Irish land rights campaigner, nationalist and priest

Father Eugene Sheehy (25 December 1841 – July 1917) was a priest, president of the local branch of the Irish National Land League at Kilmallock, and founder member of the Gaelic Athletic Association. He was known as the "Land League priest", and his activities landed him in prison. He educated Éamon de Valera who went on to be president of Ireland.

== Life ==

Eugene Sheehy was born in Broadford, County Limerick, Ireland, son of Richard Sheehy and Johanna Shea, brother of Mary Sheehy and David Sheehy. He was the uncle of Hanna Sheehy Skeffington and Eugene Sheehy. He was educated at Mungret College, Limerick, and later studied for the priesthood at the Irish College in Paris. He was a distant cousin of John Fitzgerald Kennedy through Kennedy's maternal Grandmother Mary Assumpta Hickey, who was descended from a member of the Sheehy family.

== Arrest ==

Sheehy was a forceful and patriotic individual whose involvement in the Land League put him in contention with the local magistrate, Clifford Lloyd. He was arrested on 20 May 1881 for his speeches and put in prison until September.
Clifford Lloyd, described the scene in his book 'Ireland under the Land League': I shall never forget the scene as he proceeded up the street.
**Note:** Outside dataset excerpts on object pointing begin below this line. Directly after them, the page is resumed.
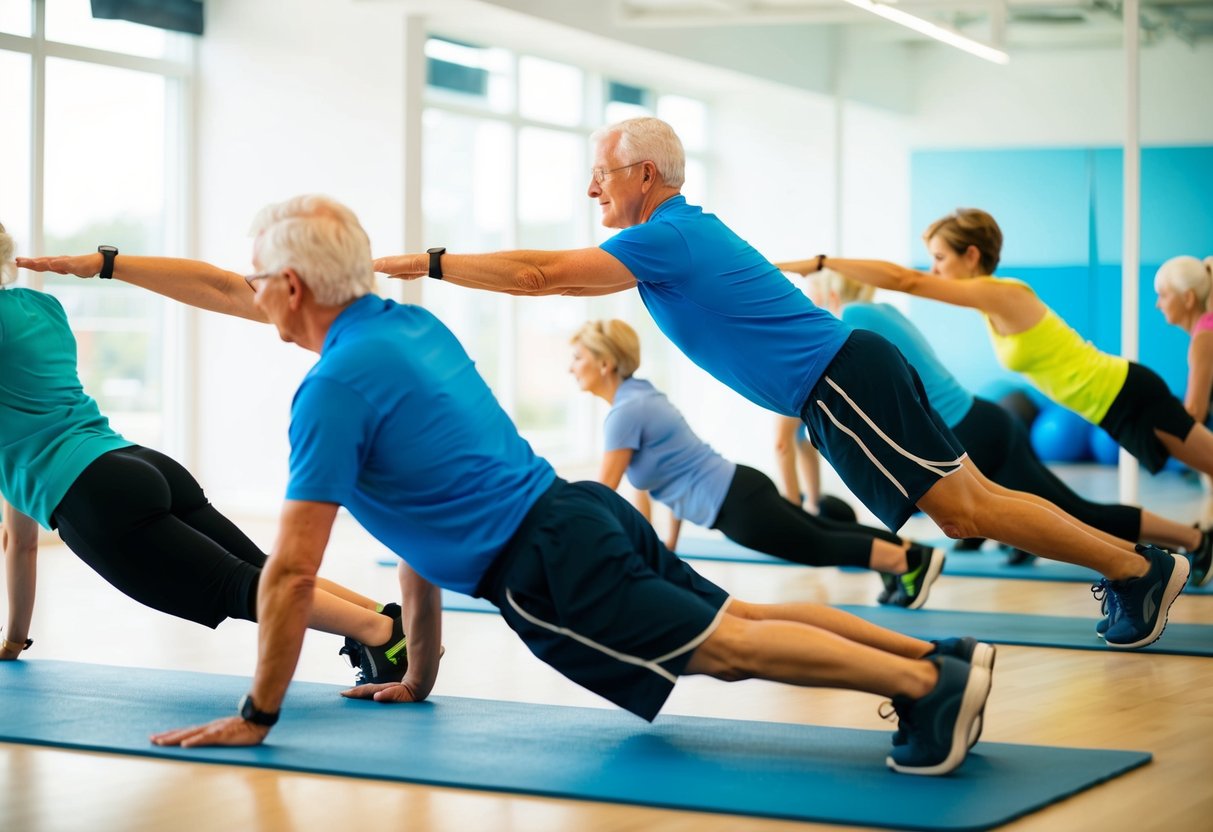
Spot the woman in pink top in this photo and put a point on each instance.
(1183, 285)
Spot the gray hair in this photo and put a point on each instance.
(1184, 273)
(649, 140)
(322, 240)
(7, 268)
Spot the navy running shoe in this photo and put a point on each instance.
(1144, 602)
(1108, 605)
(383, 664)
(1202, 559)
(938, 727)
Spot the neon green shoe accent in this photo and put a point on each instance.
(393, 651)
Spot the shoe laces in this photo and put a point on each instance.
(353, 653)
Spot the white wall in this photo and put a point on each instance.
(1061, 98)
(294, 98)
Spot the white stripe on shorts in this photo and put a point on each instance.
(653, 665)
(934, 467)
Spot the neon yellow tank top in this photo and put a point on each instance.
(1064, 366)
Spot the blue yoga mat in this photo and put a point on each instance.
(984, 563)
(1034, 631)
(747, 768)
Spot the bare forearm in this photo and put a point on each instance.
(423, 626)
(284, 603)
(191, 281)
(878, 273)
(523, 272)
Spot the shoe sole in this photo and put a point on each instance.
(1174, 586)
(983, 656)
(937, 566)
(977, 690)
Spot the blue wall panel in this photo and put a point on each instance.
(1061, 215)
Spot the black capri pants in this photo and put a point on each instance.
(1001, 449)
(757, 517)
(142, 523)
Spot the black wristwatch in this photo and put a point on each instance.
(249, 711)
(107, 261)
(436, 262)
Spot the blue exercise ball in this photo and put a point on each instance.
(1060, 436)
(1103, 446)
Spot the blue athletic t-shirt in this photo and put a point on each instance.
(728, 307)
(668, 460)
(394, 423)
(946, 395)
(50, 428)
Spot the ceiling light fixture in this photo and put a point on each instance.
(939, 33)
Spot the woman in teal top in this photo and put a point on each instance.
(131, 513)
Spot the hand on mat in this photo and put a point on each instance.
(81, 266)
(226, 731)
(393, 691)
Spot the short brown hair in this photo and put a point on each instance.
(966, 227)
(614, 341)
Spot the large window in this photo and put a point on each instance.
(506, 164)
(91, 154)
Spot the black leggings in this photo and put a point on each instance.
(757, 517)
(142, 523)
(1000, 448)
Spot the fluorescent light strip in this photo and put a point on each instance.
(933, 30)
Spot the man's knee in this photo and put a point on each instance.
(727, 653)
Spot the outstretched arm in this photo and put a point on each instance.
(994, 298)
(284, 603)
(1200, 376)
(577, 272)
(191, 281)
(21, 565)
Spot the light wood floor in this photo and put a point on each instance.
(1083, 699)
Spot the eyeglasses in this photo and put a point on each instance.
(251, 279)
(599, 175)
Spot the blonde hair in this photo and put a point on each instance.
(966, 227)
(323, 240)
(1186, 274)
(647, 138)
(611, 341)
(7, 268)
(847, 290)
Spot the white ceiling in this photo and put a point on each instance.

The people fell upon their knees as he passed and seized his hands and the skirts of his clothes, while begging his blessing before he left them.

He was said to have been a member of the Irish Republican Brotherhood, may have been on its executive committee, and was certainly in the confidence of the leaders.

He was interned first in Naas Jail and later transferred to Kilmainham Gaol, where he joined Parnell, Davitt, Dillon and the other 'suspects'.

== Continued activities ==

In November 1881, Sheehy visited the United States, where his activities included the making of a speech at the Cooper's Union in New York and attending the Irish National convention in Chicago on a fund raising and awareness raising tour.

Sheehy was at the meeting in Thurles when the Gaelic Athletic Association was founded in 1884; a photograph taken on that day shows him in the group which contained Davitt, Cusack, Power and MacKay

Also in 1884, Fr. Sheehy spoke to a large crowd in Knockaderry, Limerick on the topic of Irish independence which was reported in New Zealand.

In 1886, he replaced Father James Enraght as P.P. of Bruree. That same year he went in Galway to oppose the election of Captain O'Shea and supported Parnell.

According to his niece, Hanna Sheehy Skeffington, the famous phrase attributed to Parnell and engraved on his statue was first spoken by Father Sheehy at a banquet in Cork (where Parnell and himself were photographed together). During the evening Father Sheehy said 'No man has a right to set bounds to the onward march of a nation', and Parnell was struck by the phrase and made it his own.

When "the Split" came in 1890, however, Fr. Sheehy was opposed to Parnell's leadership, in line with the position of the Catholic hierarchy.

== Later life ==
In 1900, he retired from his parish and moved to Dublin. He was in the city during the Easter Rising in 1916, and was present in the GPO, where he gave spiritual aid to the Volunteers.

There is a photo of him with his niece available at the National Library of Ireland.

He died the following year aged 76. One of his last utterances was: – 'I am sorry that I did not die with Tom Clarke.' He was buried in Glasnevin Cemetery.